私がプリンを冷蔵庫に入れるのだって、見ているに決まってる。
プリン如きでこんなに声を荒げるなんて、自分でも馬鹿馬鹿しいと思うけど…。
私はもう堪忍袋の緒が切れてるんだから!
―…事の発端は、もはや休暇と呼べるような日が始まる日だった。
ほぼ毎日任務をしていたベルは、任務がなくなったら急に暇になったらしい。
暇つぶしに、毎日私に嫌がらせを始めた。
しかも、私だけに。
私の枕をわざわざリビングに持っていったり、私の部屋に勝手に入ったり、ご飯の度に、自分の好きなおかずを私のお皿から盗んでいったり…―
前から時々意地の悪い事はされることがあったけど、こんなに毎日されたことはない。
それに、この他にもいろんな嫌がらせをされた。
主にご飯のときとかご飯のときとかご飯のときとか…!!
食べ物の恨みは恐ろしいんだからっ!!
「もう、あんまりよ!!自分が悪いことしてるとか、思わないのっ!?」
「思わねー。
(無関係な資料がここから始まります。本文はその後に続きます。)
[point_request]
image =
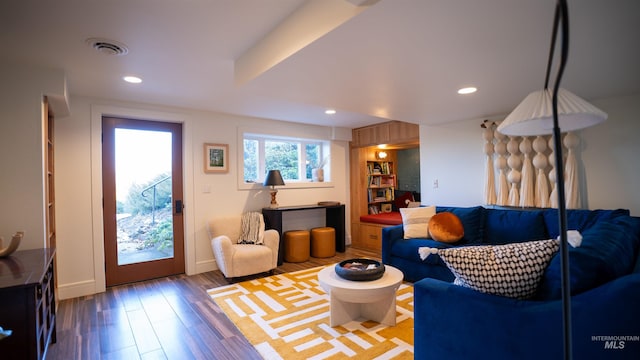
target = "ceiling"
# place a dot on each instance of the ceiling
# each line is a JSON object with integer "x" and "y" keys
{"x": 373, "y": 61}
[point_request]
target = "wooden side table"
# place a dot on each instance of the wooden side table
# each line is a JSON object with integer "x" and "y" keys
{"x": 334, "y": 217}
{"x": 27, "y": 303}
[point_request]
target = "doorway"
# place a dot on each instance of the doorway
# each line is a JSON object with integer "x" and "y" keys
{"x": 142, "y": 199}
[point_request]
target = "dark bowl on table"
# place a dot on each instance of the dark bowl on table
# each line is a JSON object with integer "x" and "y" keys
{"x": 357, "y": 269}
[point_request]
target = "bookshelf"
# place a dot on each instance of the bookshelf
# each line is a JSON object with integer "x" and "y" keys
{"x": 381, "y": 183}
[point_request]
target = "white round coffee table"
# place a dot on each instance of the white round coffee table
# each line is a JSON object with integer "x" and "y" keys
{"x": 349, "y": 300}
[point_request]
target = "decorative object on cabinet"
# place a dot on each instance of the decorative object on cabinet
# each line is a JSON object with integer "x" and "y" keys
{"x": 13, "y": 244}
{"x": 274, "y": 178}
{"x": 216, "y": 158}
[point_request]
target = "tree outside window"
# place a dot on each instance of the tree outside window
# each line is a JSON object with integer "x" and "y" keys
{"x": 295, "y": 158}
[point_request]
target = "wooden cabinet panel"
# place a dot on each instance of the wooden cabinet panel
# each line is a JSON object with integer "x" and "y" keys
{"x": 392, "y": 132}
{"x": 27, "y": 303}
{"x": 401, "y": 132}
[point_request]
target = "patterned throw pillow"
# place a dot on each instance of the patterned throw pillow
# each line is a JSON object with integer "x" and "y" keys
{"x": 511, "y": 270}
{"x": 415, "y": 221}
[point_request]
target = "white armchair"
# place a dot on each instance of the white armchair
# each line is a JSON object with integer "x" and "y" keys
{"x": 235, "y": 260}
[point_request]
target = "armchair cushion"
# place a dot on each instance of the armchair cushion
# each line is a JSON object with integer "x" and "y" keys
{"x": 235, "y": 260}
{"x": 252, "y": 228}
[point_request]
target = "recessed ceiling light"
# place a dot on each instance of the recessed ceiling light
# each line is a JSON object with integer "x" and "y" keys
{"x": 468, "y": 90}
{"x": 132, "y": 79}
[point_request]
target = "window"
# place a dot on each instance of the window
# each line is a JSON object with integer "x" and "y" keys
{"x": 295, "y": 158}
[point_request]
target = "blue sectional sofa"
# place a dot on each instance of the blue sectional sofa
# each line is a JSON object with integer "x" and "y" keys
{"x": 455, "y": 322}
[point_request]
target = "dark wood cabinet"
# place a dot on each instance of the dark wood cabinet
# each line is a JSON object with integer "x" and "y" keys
{"x": 334, "y": 217}
{"x": 27, "y": 303}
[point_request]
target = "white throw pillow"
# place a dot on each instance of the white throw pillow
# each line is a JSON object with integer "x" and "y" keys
{"x": 511, "y": 270}
{"x": 252, "y": 228}
{"x": 415, "y": 221}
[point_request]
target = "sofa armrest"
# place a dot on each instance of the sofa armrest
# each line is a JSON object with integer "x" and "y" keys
{"x": 272, "y": 240}
{"x": 390, "y": 235}
{"x": 455, "y": 322}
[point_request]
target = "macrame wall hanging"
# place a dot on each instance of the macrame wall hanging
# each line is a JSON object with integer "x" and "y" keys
{"x": 522, "y": 169}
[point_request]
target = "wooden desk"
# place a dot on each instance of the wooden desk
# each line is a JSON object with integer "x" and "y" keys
{"x": 334, "y": 217}
{"x": 27, "y": 303}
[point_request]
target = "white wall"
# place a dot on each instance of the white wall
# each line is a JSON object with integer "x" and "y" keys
{"x": 78, "y": 183}
{"x": 21, "y": 149}
{"x": 453, "y": 154}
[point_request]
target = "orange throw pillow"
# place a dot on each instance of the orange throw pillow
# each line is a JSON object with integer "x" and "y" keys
{"x": 445, "y": 227}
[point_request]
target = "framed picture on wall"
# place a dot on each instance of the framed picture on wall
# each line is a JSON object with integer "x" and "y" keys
{"x": 216, "y": 158}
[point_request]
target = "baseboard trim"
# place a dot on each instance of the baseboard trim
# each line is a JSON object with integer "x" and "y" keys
{"x": 73, "y": 290}
{"x": 205, "y": 266}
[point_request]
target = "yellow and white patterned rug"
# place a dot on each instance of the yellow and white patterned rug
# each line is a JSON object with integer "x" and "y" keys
{"x": 286, "y": 316}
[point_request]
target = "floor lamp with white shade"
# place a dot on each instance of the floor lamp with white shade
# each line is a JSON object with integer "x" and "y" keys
{"x": 551, "y": 111}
だってオレ、王子だもん」
「っ―!!そんなの本当の王子じゃないっ!!」
「…………」
「ま、まあまあ…落ち着いて、優花」
珍しく声を張り上げる私を、ルッス―リアさんが止めにかかる。
ベルも、普段は言い返してくるくせに、今日は言い返してこない。
黙ったまま突っ立って、私を見ている。
何で言い返してこないの?
もう、取り合うのも嫌なの?
ベルは、私の事が嫌いだから、私だけにこんな事するの…?
「っ…ベルの馬鹿!」
怒っているからか、悲しいからか。
私は震える声で叫ぶと、キッチンを飛び出した。
―……
「……ベルちゃん、もっと素直になったらどう?」
優花が去った後の、しんとしたキッチンの中でルッス―リアが口を開く。
「…うっせーオカマ」
ベルは、いつもより低い声で言うと、さっさとキッチンを出て行った。
「まったく…困った子ねえ…。仲直り出来るといいけど…」
ルッス―リアは溜息を付きながら、ベルの後姿を見送るのだった。